Fred Ritchin
[Critic and writer, b. 1952, Washington, D.C., lives in New York.]

 We are all photographers suddenly, or surrounded by them. 
 And the wars? Can our photographs do anything at all? (Or do we turn it all into image so that it will bother us less?) 
 In fact, the new malleability of the image may eventually lead to a profound undermining of photography’s status as an inherently truthful pictorial form... If even a minimal confidence in photography does not survive, it is questionable whether many pictures will have meaning anymore, not only as symbols but as evidence. 
 The photograph that discovers and uncovers the world is harder to simulate than an image that simply illustrates one’s ideas about it. 
 Neither a person nor a photograph should be taken at face value; it is more complicated than that. 

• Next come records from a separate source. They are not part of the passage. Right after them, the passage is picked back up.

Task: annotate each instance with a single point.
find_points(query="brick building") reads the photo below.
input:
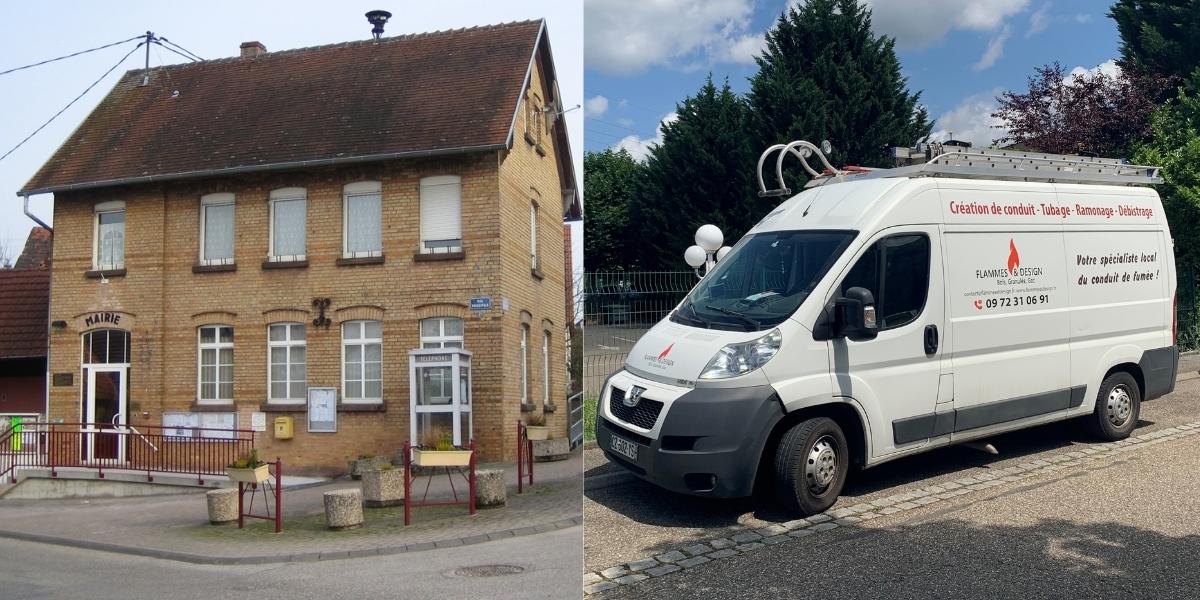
(24, 299)
(233, 233)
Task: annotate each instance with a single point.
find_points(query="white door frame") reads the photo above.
(89, 411)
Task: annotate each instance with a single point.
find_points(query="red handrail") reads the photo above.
(103, 447)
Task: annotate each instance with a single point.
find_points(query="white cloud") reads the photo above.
(971, 120)
(628, 36)
(1039, 21)
(994, 52)
(917, 24)
(639, 147)
(595, 106)
(1109, 67)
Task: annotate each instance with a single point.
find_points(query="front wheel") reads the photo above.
(810, 466)
(1117, 407)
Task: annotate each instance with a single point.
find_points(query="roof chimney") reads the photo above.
(251, 49)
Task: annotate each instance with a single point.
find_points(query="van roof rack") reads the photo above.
(955, 161)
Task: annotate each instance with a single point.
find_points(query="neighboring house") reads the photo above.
(304, 219)
(24, 304)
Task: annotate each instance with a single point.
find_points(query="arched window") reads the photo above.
(106, 347)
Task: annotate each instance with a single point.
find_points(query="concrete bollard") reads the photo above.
(343, 509)
(222, 505)
(490, 490)
(549, 450)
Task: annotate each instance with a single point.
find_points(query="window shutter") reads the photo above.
(441, 214)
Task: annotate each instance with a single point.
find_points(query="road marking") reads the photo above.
(901, 502)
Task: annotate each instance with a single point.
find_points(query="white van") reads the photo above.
(888, 312)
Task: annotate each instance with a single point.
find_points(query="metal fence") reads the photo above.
(618, 307)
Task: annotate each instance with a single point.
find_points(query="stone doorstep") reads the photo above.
(749, 540)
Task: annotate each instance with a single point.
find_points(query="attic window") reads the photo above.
(534, 119)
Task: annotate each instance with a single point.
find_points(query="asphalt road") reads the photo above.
(1086, 529)
(550, 563)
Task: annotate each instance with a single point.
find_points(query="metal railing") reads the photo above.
(618, 307)
(103, 447)
(575, 418)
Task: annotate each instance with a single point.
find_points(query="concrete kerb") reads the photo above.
(184, 557)
(748, 540)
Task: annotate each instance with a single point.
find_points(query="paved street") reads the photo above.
(549, 562)
(177, 526)
(1053, 515)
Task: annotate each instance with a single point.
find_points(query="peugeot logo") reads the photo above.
(633, 396)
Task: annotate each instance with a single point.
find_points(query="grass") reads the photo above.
(589, 419)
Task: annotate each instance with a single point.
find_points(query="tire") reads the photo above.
(811, 462)
(1117, 406)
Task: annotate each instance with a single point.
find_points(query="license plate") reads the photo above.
(623, 447)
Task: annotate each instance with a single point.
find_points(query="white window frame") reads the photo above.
(363, 342)
(215, 346)
(525, 364)
(106, 208)
(442, 337)
(286, 195)
(545, 367)
(353, 190)
(287, 342)
(431, 181)
(534, 259)
(216, 199)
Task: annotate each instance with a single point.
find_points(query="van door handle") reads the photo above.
(930, 340)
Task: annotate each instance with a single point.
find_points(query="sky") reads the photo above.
(642, 57)
(35, 31)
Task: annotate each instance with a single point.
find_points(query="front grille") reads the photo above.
(643, 415)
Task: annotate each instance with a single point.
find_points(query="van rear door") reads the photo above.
(895, 376)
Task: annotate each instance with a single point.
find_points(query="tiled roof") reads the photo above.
(399, 96)
(24, 310)
(37, 250)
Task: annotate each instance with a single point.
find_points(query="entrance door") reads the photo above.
(105, 414)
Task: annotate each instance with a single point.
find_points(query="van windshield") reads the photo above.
(762, 281)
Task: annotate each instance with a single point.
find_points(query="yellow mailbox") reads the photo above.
(282, 427)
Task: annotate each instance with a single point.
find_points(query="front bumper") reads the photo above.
(708, 441)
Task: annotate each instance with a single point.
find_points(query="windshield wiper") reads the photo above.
(733, 313)
(696, 316)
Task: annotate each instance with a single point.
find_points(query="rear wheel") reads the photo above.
(811, 462)
(1117, 407)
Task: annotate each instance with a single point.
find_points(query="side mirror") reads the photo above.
(855, 317)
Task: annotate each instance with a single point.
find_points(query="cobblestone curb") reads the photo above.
(748, 540)
(184, 557)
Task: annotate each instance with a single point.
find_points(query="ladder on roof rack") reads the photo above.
(952, 161)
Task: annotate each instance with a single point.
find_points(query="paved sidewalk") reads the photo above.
(175, 527)
(1120, 522)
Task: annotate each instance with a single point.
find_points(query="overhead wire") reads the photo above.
(174, 51)
(70, 55)
(197, 57)
(73, 101)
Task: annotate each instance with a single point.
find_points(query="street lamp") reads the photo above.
(707, 251)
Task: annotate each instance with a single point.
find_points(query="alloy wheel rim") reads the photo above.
(1120, 406)
(821, 465)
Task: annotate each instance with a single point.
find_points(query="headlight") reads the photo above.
(737, 359)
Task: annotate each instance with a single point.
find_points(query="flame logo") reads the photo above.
(1014, 259)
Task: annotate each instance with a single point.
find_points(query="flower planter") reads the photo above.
(441, 457)
(383, 487)
(255, 475)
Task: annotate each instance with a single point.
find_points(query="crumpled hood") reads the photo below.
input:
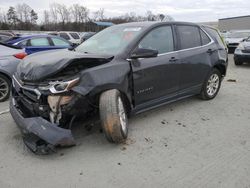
(41, 65)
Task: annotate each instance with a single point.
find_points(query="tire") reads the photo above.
(237, 62)
(5, 85)
(113, 116)
(211, 86)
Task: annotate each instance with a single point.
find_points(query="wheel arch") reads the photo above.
(221, 68)
(6, 75)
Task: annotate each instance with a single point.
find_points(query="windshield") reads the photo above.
(239, 35)
(112, 40)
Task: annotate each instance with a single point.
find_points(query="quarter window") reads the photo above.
(204, 38)
(75, 35)
(59, 42)
(160, 39)
(216, 34)
(39, 42)
(189, 36)
(64, 35)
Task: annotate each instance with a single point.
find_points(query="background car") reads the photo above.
(10, 56)
(242, 52)
(85, 36)
(73, 37)
(234, 38)
(4, 38)
(37, 43)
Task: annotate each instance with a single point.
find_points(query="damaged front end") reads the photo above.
(39, 114)
(45, 110)
(52, 89)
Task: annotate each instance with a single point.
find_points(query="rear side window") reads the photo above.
(75, 35)
(189, 36)
(64, 35)
(217, 36)
(204, 38)
(23, 43)
(59, 42)
(39, 42)
(160, 39)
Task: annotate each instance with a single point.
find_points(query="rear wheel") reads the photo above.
(5, 85)
(212, 85)
(237, 62)
(113, 116)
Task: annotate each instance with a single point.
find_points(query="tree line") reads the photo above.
(62, 17)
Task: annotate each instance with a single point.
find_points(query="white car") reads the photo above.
(71, 36)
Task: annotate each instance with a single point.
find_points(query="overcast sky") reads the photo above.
(186, 10)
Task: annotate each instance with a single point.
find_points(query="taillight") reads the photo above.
(20, 55)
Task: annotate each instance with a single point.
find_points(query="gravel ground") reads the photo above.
(190, 143)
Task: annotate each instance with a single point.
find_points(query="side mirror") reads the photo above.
(144, 53)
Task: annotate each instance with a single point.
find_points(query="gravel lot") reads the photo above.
(191, 143)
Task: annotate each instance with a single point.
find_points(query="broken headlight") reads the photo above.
(60, 86)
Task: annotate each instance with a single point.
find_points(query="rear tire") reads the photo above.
(5, 85)
(113, 116)
(212, 85)
(237, 62)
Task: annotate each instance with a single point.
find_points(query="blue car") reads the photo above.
(38, 43)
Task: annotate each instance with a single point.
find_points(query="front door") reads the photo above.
(158, 77)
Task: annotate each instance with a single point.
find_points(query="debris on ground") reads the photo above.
(231, 80)
(164, 122)
(128, 141)
(123, 148)
(89, 127)
(149, 140)
(205, 119)
(4, 112)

 I always believed that photography was subjective, interpretive and certainly did not represent the “truth,” but I did think that its status as a societal and historical referent needed to be both safeguarded and illuminated....now photojournalism is devolving into yet another medium perceived as intending to shock, titillate, sell, distort. 
 The “decisive moment,” the popular Henri Cartier-Bresson approach to photography in which a scene is stopped and depicted at a certain point of high visual drama, is now possible to achieve at any time. One’s photographs, years later, may be retroactively “rephotographed” by repositioning the photographer or the subject of the photograph, or by adding elements that were never there before but now are made to exist concurrently in a newly elastic sense of space and time. 
 We have to tell people how images are made. And, the first step is to abandon the idea we’re looking at photographs. We’re looking at entry points to information and to the world in which the image was made.